Checkpoints

kondaraunak · March 25, 2019, 3:15pm

Where can i find some documentation regarding checkpoints and how they work?
and also every time new checkpoints are created and consumes a lot of space. Is here any way to clean checkpoints folder

daniel.cruzado · March 26, 2019, 3:17pm

You can configure certain things about the checkpoints

#Checkpointing
    tf.app.flags.DEFINE_string  ('checkpoint_dir',   '',          'directory in which checkpoints are stored - defaults to directory "deepspeech/checkpoints" within user\'s data home specified by the XDG Directory Specification')
    tf.app.flags.DEFINE_integer ('checkpoint_secs',  600,         'checkpoint saving interval in seconds')
    tf.app.flags.DEFINE_integer ('max_to_keep',      5,           'number of checkpoint files to keep - default value is 5')

The folder will not ever become too big since it as a max_to_keep parameter, save the last 5 and erases the older ones.

If you use the checkpoint_dir FLAG you will load the last checkpoint in that dir, not the best one, THE LAST ONE. This is important because early_stop is not synchronized with this.

checkpoint_secs define how often your weights are saved

kondaraunak · March 26, 2019, 4:52pm

Sir, I am training the pre-trained model on my own data. I am facing problem in using checkpoints.
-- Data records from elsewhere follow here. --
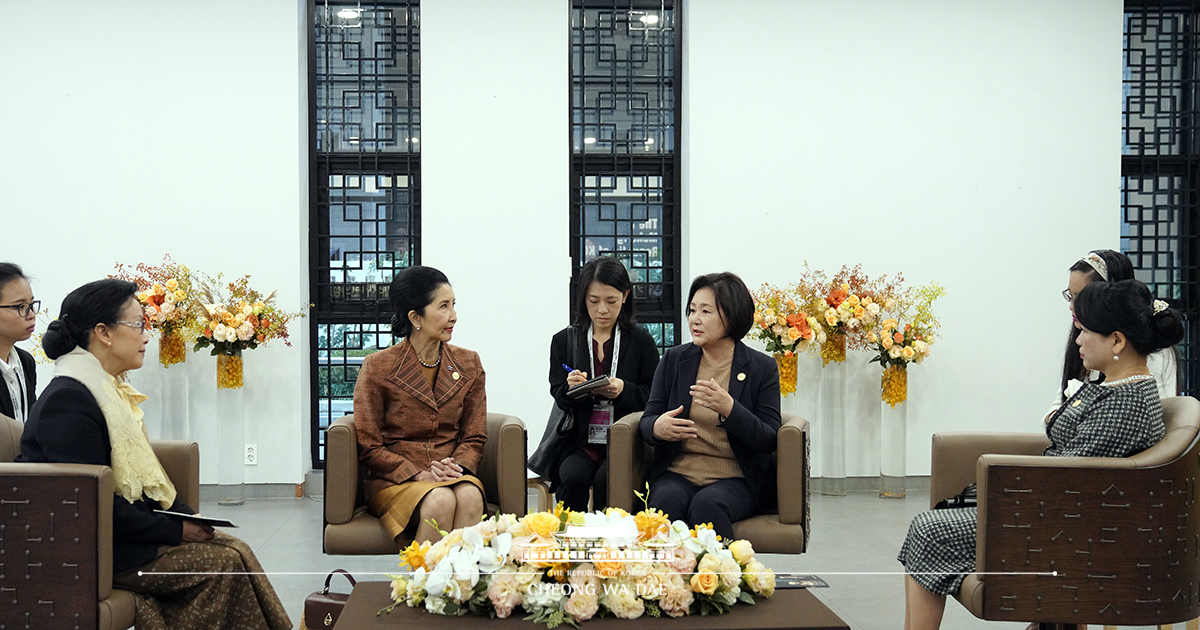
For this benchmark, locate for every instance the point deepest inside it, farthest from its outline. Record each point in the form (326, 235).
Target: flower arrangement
(551, 567)
(166, 294)
(785, 329)
(845, 305)
(238, 318)
(897, 343)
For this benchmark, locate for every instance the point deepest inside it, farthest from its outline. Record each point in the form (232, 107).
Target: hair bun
(59, 339)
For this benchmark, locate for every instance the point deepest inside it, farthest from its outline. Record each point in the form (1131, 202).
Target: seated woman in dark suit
(713, 414)
(420, 413)
(183, 575)
(18, 310)
(607, 341)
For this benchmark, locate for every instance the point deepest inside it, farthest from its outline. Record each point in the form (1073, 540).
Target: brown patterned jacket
(402, 425)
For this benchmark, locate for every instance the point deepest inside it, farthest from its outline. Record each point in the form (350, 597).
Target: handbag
(559, 435)
(966, 498)
(322, 609)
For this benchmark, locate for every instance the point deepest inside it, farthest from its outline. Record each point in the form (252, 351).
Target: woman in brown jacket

For different data, epochs start with different no.

example- for a small data set 30 wav files (each of 7-8 secs long) divided in 70-20-10 ratio across train-dev-test folders, it resumes from epoch 10276
Output
Use standard file utilities to get mtimes.
I STARTING Optimization
I Training epoch 10276…

but a larger data with 180 wav (each of 10 secs length), the epoch starts from 1832

Output
Use standard file utilities to get mtimes.
I STARTING Optimization
I Training epoch 1832…

we have tried for third datatasets and in this epoch starts from 45214

daniel.cruzado · March 27, 2019, 8:22am

Something similar has happened to me, but I do not have any idea why, maybe @reuben can tell us something about that

kondaraunak · March 27, 2019, 5:24pm

How did you overcome this problem then?

daniel.cruzado · March 28, 2019, 2:51pm

I did not, for the time being I am training from scratch.

I plan to carry out more experiments in transfer learning by the end of this week, I will let you if I get anything clear.
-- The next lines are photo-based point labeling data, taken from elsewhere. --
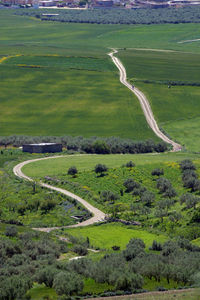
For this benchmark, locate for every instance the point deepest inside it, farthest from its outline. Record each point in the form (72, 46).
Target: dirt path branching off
(98, 215)
(143, 102)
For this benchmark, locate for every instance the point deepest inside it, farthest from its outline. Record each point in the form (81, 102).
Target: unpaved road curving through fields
(97, 214)
(143, 102)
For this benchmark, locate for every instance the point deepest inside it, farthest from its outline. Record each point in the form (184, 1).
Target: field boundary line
(148, 113)
(98, 215)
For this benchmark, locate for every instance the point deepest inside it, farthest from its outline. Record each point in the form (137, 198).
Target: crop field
(49, 101)
(49, 54)
(175, 107)
(108, 235)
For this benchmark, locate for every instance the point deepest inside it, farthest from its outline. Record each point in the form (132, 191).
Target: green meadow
(177, 108)
(63, 82)
(108, 235)
(57, 101)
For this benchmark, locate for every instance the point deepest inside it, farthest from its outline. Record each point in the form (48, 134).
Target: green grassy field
(49, 101)
(128, 207)
(176, 109)
(112, 109)
(108, 235)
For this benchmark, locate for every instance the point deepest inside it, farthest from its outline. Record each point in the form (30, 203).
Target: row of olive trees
(189, 14)
(90, 145)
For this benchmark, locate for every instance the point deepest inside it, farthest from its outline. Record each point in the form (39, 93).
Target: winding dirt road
(97, 214)
(143, 102)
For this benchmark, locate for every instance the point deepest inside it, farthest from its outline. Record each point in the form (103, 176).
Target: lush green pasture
(80, 63)
(108, 235)
(161, 65)
(127, 206)
(60, 165)
(48, 101)
(87, 103)
(177, 111)
(176, 108)
(32, 36)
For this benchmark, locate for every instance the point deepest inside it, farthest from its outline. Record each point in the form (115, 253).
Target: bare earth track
(97, 214)
(143, 102)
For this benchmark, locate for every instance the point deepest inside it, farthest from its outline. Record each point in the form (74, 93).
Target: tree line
(31, 257)
(91, 145)
(189, 14)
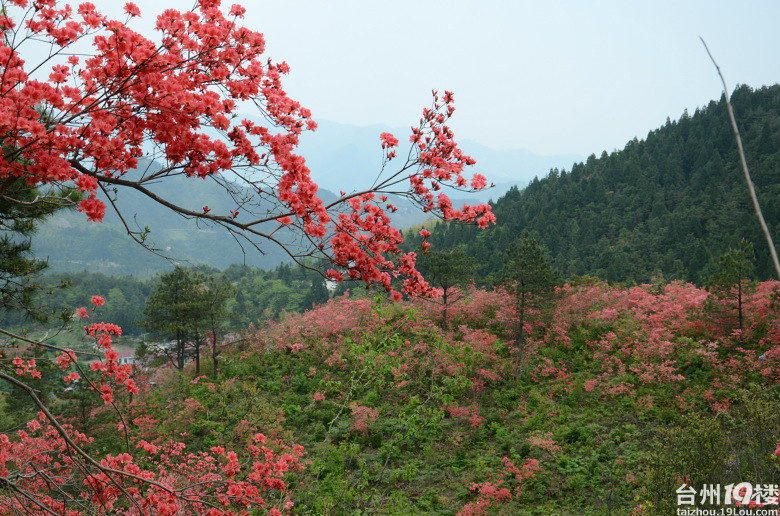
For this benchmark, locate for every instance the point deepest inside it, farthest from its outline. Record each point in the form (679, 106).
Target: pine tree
(529, 275)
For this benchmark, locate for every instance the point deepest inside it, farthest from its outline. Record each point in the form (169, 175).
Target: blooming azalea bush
(88, 121)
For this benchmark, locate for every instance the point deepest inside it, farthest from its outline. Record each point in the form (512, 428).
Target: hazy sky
(550, 76)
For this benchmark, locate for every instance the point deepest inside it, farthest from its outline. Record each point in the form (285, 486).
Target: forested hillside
(670, 204)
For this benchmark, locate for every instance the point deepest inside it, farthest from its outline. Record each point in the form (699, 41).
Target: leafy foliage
(668, 205)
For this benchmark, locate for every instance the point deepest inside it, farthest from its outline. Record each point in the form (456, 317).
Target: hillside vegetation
(619, 392)
(670, 204)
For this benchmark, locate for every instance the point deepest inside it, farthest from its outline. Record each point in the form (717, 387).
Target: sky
(553, 77)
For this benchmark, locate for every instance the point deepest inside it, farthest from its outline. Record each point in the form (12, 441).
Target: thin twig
(744, 164)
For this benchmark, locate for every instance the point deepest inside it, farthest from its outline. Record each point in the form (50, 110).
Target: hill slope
(669, 204)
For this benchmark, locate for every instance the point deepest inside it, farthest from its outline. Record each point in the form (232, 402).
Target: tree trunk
(739, 304)
(520, 332)
(214, 351)
(197, 356)
(444, 313)
(179, 351)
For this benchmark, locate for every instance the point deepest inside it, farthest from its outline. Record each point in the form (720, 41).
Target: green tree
(215, 312)
(446, 269)
(173, 312)
(529, 275)
(18, 221)
(732, 281)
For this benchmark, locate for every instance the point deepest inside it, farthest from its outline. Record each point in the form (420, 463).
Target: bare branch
(751, 187)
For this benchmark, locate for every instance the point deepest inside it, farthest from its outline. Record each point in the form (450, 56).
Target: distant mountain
(72, 244)
(668, 205)
(341, 157)
(347, 157)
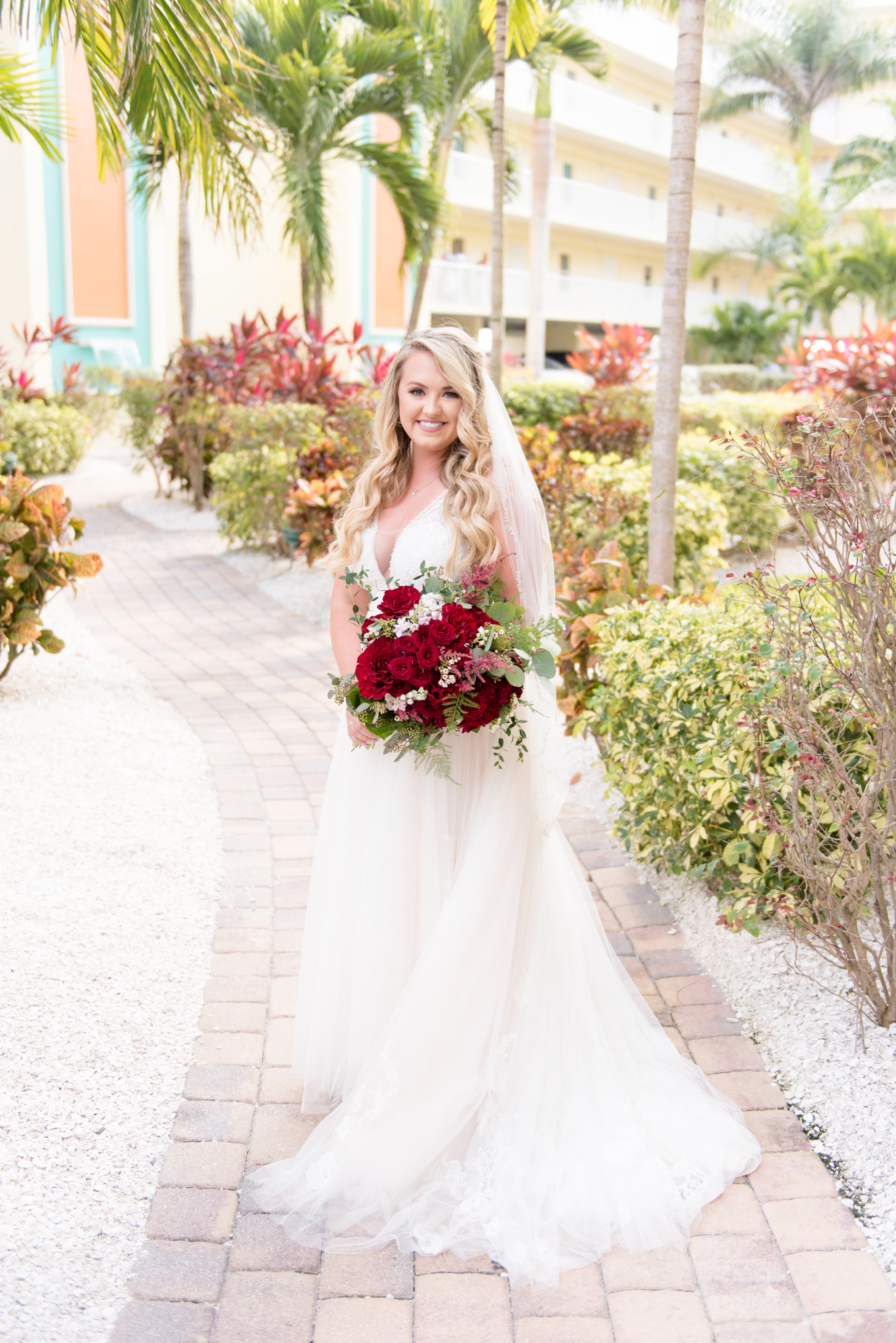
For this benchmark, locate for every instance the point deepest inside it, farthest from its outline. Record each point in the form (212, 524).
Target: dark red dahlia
(398, 602)
(372, 670)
Anyhow I think you are making some mistake, they said they trained the network for 30 epochs, I cannot understand how you get 1832

kondaraunak · March 30, 2019, 7:50am

Am I supposed to give the entire training dataset at once or can I divide the datatset into parts and train for few epochs (like 10 or till convergence) for all the different parts of the dataset?